Avant, j'étais là pour être évalué, pas pour leur demander comment ça fonctionnait. C'est une optique complètement différente, et enfin on commence à travailler ! Tu fais ton boulot, ce n'est pas uniquement "tourner le volant".
Pensez-vous que vous allez autant influer sur une équipe que dans le passé ? La F1 est un peu plus stricte: la direction ne vous plaisait pas à Spa, elle n'a pas changé...
Ils ne peuvent pas refaire la direction. Il faut refaire une crémaillère, en plus avec la direction assistée c'est un peu plus compliquée, donc c'est faisable, mais il faut lancer une série de pièces.

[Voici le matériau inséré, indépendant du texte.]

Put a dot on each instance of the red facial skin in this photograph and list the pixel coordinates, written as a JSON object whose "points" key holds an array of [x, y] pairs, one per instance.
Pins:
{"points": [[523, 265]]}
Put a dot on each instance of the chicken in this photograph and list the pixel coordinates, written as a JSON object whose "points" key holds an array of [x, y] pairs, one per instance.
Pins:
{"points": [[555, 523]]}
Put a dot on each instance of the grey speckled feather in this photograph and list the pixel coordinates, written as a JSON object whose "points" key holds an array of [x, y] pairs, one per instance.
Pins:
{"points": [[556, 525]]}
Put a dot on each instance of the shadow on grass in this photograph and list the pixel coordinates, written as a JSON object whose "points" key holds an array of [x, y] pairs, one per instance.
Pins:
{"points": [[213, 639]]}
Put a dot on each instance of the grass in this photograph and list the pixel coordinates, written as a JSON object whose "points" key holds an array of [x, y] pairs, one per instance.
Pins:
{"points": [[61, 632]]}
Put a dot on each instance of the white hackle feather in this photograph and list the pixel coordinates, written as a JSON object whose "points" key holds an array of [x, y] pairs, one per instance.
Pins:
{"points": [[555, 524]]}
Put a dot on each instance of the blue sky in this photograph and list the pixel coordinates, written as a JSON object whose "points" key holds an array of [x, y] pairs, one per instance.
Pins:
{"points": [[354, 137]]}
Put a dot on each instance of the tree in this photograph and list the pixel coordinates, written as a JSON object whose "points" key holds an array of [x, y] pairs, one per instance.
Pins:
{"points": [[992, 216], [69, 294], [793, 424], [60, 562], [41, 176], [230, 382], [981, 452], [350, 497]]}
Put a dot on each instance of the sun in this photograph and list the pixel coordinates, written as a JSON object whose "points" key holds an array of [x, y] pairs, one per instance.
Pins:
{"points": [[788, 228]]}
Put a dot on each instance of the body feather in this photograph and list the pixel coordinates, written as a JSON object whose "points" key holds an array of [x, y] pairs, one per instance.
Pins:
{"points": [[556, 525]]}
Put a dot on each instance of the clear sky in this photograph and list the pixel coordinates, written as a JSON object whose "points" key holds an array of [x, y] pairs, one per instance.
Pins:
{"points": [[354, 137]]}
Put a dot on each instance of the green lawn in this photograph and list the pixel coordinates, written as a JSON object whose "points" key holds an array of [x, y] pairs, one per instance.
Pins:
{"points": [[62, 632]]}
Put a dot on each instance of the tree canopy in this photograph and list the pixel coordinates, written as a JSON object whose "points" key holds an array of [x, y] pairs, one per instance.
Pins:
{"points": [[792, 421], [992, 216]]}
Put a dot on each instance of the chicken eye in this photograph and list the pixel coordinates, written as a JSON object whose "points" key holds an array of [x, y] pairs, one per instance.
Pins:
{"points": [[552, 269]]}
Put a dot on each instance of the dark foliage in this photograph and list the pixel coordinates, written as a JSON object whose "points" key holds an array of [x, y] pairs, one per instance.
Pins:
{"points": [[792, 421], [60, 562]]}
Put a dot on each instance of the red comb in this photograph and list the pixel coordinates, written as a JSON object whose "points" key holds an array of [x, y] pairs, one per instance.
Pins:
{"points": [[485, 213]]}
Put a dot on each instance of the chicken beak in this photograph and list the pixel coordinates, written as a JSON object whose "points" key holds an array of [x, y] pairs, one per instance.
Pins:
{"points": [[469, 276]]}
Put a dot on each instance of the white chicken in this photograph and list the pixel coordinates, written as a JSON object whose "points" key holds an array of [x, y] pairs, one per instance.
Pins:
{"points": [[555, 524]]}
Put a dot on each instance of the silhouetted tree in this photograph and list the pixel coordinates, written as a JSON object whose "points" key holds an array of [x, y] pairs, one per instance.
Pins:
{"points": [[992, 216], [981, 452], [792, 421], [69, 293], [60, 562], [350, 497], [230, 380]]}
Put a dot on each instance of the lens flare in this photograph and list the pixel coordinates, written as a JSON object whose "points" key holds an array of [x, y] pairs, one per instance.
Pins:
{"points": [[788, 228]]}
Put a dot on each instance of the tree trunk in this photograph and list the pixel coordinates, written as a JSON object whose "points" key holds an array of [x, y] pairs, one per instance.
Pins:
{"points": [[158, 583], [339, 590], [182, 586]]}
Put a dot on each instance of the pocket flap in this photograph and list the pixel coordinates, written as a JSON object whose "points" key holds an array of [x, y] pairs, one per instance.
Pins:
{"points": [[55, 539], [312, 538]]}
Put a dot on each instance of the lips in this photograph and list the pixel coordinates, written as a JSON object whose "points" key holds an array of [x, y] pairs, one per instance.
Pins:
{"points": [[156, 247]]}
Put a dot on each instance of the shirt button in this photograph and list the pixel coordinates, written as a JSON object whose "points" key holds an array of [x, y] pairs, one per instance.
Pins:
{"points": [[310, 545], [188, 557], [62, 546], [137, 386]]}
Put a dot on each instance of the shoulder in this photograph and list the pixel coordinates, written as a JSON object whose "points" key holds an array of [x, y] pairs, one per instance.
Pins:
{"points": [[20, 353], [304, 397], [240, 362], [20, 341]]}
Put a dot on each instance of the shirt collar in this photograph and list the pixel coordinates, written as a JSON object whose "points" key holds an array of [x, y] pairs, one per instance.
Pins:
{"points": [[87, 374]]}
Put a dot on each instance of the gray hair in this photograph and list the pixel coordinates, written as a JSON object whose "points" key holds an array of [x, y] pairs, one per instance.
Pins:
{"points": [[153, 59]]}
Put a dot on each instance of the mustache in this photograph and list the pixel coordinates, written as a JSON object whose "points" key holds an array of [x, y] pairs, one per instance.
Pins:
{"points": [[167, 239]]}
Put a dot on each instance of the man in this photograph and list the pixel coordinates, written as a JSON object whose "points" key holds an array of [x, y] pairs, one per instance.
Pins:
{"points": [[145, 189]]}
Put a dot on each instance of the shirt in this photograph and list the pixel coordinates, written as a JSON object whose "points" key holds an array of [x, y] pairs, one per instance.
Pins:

Et en donnant des détails techniques, sentez-vous qu'un pilote peut, aujourd'hui, influer fortement sur sa voiture et faire en sorte d'avoir la voiture qu'il désire ?
L'avenir nous le dira. Mais ils sont loin d'être idiots. Ils ont envie que ça aille dans le bon sens, et la meilleure façon pour que le pilote se sente bien, et que ça aille le plus vite possible, c'est qu'il soit bien dans l'auto, donc si la direction pose problème, on va faire en sorte d'essayer d'autres choses. Après, on verra si cela résout le problème, mais il est clair qu'on va essayer des choses.
On a vu des pilotes se suivre en piste aujourd'hui: Vettel a suivi Schumacher pendant quelques tours. C'est une chose que vous essayez de faire aussi ?
Pas trop en essais. Quand tu fais ça, tu fausses les données. Donc quand tu fais des données aéro, comme aujourd'hui, si tu restes dans la boîte d'un autre, ça fausse la vision. Cela fait tellement varier les datas, parce que ça perturbe l'air, qu'au contraire, j'ai essayé d'éviter de me retrouver dans le sillage d'une autre voiture. Ce n'est pas facile, parce qu'il faut lever le pied, donc les pneus refroidissent... c'est pas toujours évident. Ce sera mieux de faire ça lors de la course ici.
Il est sympa ce circuit, malgré la nouvelle chicane ?
Ils ont trouvé le moyen de saccager un beau circuit, mais à part ça c'est fantastique. Je comprends pas que ce soient des pilotes qui demandent de faire ça. Les deux derniers virages, c'était un peu le juge de paix. C'est sûr, c'était pas la bonne chose pour les dépassements, c'est vrai. C'est sûr que maintenant on peut suivre quelqu'un dans la partie lente. Le virage 10 est très serré, c'est dommage.
Maintenant que vous êtes là, est-ce que vous voulez demander au public de vous soutenir ? A la presse de pas vous assassiner ?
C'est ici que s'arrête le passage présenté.